The director of the Council on Wage and Price Stability warned yesterday that if major unions keep settling for large wage increases, the administration may have to rethink its voluntary anti-inflation program.

Barry Bosworth, in an interview following congressional testimony, said that the railway workers pact now in the final stages of negotiations will contain a very large wage settlement. "That will cause us some public problems," Bosworth said, but will not hurt the voluntary program.

He said rail negotiations have been going on since December and the administration only recently became involved.

But if the nation's postal workers should reach a large wage settlement in their current contract negotiations - they are demanding a 14 percent increase - then "we'll have to seriously rethink" the labor side of the program, Bosworth said.

The administration has disavowed any interest in wage and price controls, but could change its current program that asks business and labor to voluntarily hold wage and price increases below the average of the last two years.

One of the options open to the administration is a numerical guideline for wage or price increases.

Bosworth, testifying before the House Budget Committee, said that while many businesses have announced they would cooperate with the president's program, support from labor has been "zero."

He repeated earlier warnings that the program would not work unless the major unions that have been receiving 10 per cent a year or more in wage increases in recent years reduced the size of their settlements to 7 percent. He said this was the average for most other workers.

Bosworth said he understood the reluctance of labor leaders to support the voluntary program to "decelerate" wage and price increases. He told the budget committee that it is easier for a businessman to make a price commitment than it is for labor to make a wage commitment.

"If inflation fails to moderate, businessmen can simply pull out any time and raise prices. But labor contracts are in effect for two or three years," he said.

But he said there are equitable methods - either cost-of-living escalators or shorter contracts - labor can protect itself should inflation continue to accelerate.

Bosworth also told the budget committee that as the year wears on the wage-price council will begin to monitor companies to insure that they are in compliance with their pledge to hold price increases below the average of the last two years.

Because the administration is asking for a full-year goal, "we have not had a basis on which to comment with respect to many pricing actions in the first half of the year," he said.

Among the major industries that have pledged support for the president's program are autos, steel and home building. Bosworth said it remains to be seen whether these verbal commitments will be kept.

Bosworth warned, in his testimony, that unless the government, business and labor begin to decelerate price and wage increases, "the consequences seem quite apparent. The Federal Reserve will refuse to continue to finance the economic expansion. We will find ourselves once again in a recession - and with very little likelihood that it will significantly ease the pains of inflation."
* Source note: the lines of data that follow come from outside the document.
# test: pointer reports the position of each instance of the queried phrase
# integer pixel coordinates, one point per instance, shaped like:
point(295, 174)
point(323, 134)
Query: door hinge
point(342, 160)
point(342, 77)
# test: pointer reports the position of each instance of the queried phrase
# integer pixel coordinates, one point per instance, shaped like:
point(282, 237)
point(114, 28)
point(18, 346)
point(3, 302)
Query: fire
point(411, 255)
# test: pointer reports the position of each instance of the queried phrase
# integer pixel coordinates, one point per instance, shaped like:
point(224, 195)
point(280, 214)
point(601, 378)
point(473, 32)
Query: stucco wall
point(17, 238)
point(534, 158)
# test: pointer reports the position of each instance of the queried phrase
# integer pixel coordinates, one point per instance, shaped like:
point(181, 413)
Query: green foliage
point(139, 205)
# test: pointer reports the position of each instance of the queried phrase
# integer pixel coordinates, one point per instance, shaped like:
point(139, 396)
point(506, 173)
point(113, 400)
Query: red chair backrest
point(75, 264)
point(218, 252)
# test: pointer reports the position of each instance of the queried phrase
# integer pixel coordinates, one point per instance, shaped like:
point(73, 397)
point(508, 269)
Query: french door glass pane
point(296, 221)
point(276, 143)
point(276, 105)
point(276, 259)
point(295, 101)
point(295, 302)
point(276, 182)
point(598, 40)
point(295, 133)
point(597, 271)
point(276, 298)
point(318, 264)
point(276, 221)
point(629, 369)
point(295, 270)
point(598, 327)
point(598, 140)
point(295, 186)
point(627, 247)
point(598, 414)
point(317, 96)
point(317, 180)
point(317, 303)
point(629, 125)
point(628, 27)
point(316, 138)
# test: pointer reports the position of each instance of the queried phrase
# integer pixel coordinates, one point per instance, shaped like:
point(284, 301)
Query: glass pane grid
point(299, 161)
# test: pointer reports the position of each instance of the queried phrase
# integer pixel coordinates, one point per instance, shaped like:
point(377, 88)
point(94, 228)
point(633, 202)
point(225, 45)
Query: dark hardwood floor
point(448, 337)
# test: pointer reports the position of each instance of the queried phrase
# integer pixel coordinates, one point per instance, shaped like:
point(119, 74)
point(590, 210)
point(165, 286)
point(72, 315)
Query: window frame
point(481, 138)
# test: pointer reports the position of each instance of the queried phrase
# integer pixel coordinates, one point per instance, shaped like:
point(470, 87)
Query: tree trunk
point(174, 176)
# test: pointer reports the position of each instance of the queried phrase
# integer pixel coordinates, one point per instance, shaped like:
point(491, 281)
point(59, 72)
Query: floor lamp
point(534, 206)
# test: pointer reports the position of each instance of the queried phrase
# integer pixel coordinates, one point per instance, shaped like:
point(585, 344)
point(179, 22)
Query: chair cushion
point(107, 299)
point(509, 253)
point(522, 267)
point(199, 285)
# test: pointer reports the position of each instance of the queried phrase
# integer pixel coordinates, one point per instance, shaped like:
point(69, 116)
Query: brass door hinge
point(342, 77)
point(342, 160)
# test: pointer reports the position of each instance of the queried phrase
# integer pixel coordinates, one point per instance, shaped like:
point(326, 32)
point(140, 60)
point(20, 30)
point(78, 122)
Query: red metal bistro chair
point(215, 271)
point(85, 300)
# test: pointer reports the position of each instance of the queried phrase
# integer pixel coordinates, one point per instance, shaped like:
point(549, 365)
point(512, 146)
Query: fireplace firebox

Earlier, Congressional Budget Office Director Alice Rivlin said economic policy makers face a dilemma.

"Inflation is accelerating just at the moment that the economic recovery is showing signs of running out of steam," she said. Nearly every action Congress could take to insure continued economic growth could exacerbate the inflation problem, while "the standard remedies for inflation may weaken economic growth - and, perhaps, trigger a new recession."

The Congressional Budget Office forecast for inflation and growth for the rest of 1978 and 1979 is substantially the same as the administration's revised projections released last week. The CBO expects the economy to grow between 2.7 percent and 4.2 percent in 1979, while the administration anticipates 4.3 percent growth.

The administration expects consumer prices to climb 6.5 percent next year and 7.2 percent this year, about in the middle of the ranges forecast by CBO.

Rivlin said one danger to the economy would come if both the Federal Reserve and Congress move to fight inflation at the same time. "Such an overreaction appears to be possible at this point."

Rivlin said if "monetary and fiscal policies are both used to reduce inflationary pressures, the changes for a recession are great."